Last week I got my very first (and second) PFS. It was a result of a trade with Sean. He was looking for a Saunders, and I had a couple that didn't see much range time. He was kind enough to make and send me these 2 beautiful PFS, a very powerful tube set, and some really nice leather to make some pouches.

























I had some time so I banded them up...one with Tex's light tubes and Ray's 3/4" pouch, and one with 5/8" latex and rays 5/8" pouch. I think that sets me up for just about anything I want to shoot







.

The frames are identical in size, which is just a little bigger than I had expected, but fit the hand very well. They are 1/2" thick, so I could band them up with something heavier and head to the woods, but that will have to wait till I can hit something besides the back of the catchbox or the ground (DGUI and Capnjoe sure make it look easy...but trust me..they have mad skills). At least I will have a great time while honing my aim.

The frames were stained, one brown, and one a cool redish tint and finished in what looks to be a poly finish. Sean also put in burned in his signature logo. These are very well made and I am extremely happy with them.
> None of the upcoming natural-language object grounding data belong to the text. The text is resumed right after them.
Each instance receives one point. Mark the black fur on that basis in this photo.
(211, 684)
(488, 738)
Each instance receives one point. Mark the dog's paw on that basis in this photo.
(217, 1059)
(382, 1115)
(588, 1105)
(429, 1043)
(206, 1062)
Thanks for the great trade Sean...enjoy the Saunders.

Todd


----------



## Jakerock (Mar 8, 2012)

Nice. I like Sean's finishes and the logo!
Have fun with that humdinger.


----------



## LVO (Sep 25, 2011)

Those are very cool! Love the logo, too. I have been watching Dgui's videos more and more. You have been a trading machine!! 
Awesome stuff!


----------



## Sean (Nov 17, 2011)

Glad you like them Todd. Thanks again for the trade. Hope you
enjoy them. Right now the pfs and the fts are my daily shooters.


----------